An alternative conception of polity definition, called “capital-centric” by Berman (2005), emphasizes people, not territory. As I suggest above, an altepetl consisted of all of the people subject to a king, wherever they happened to live. In many cases the members of an altepetl lived in a single continuous territory. In some cases, however, the subjects of neighboring kings lived interspersed with one another to such a degree that it is impossible to draw discrete territorial boundaries between the polities. The best known example concerns the altepetl of Tepechpan, Acolman and Teotihuacan in the Teotihuacan Valley (this is the Aztec altepetl of Teotihuacan, not the Classic period metropolis). This situation was first pointed out by Charles Gibson (1964, 44–47); see Figure 3.6. It is simply not possible to draw any kind of rational territorial boundaries around the subject villages of these three altepetl. This distribution of settlements, however, makes perfect sense from the alternative people-focused perspective of Pre-hispanic central Mexico was transformed under Spanish rule into the European territory-based viewpoint of the organization of native communities. (Smith 2008: 91)

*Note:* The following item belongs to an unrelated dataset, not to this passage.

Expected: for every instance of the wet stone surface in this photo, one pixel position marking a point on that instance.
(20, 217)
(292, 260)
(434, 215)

We think that this idea helps explain also the intermixture of territories (Carrasco 1996); there were lords with subjects in a same area. It also explains the situation of altepetl with more than one lord. In some cases, there was a powerful lord, with some subject lords, and in other cases, there were different lords, with their respective subjects, and all of them were relatives. A good example of this situation for the colonial period is in Martinez’s (1984) study of Tepeaca. The shift from the personal to the territorial model of domain occurred in Europe after the Conquest of Mexico, which means that the Spanish conquerors understood very well the Mexican way of organization. The study of colonial lords in Mexico (Rojas 2010) supports the personal model and gives us a clue over the double office of rulers as local lords and imperial officers: most of colonial tlahtoque in the sixteenth century were governors in the Spanish organization. Their relatives, who were tlahtoque or tecuthli, occupied the main posts in the cabildo—alcaldes and regidores—and some of them acted as judges in other towns, in service of the royal audience (Rojas 2010: chap. 5).

Storage and administration formed part of the Aztec Empire structures and we must study them in close connection with the empire interpretation. Changing our point of view has added value to new documents that allow us a new interpretation. There is new evidence and new questions in search of answers.

Some ideas come from South America and the Inka Empire (see Covey, Quave, and Covey, Chapter 7, this volume). We hope that Teotihuacan will supply archaeological evidence lacking for Tenochtitlan (see Manzanilla, Chapter 9, this volume), and concepts like the palace as an administrative center, as in the Near East, need to be investigated.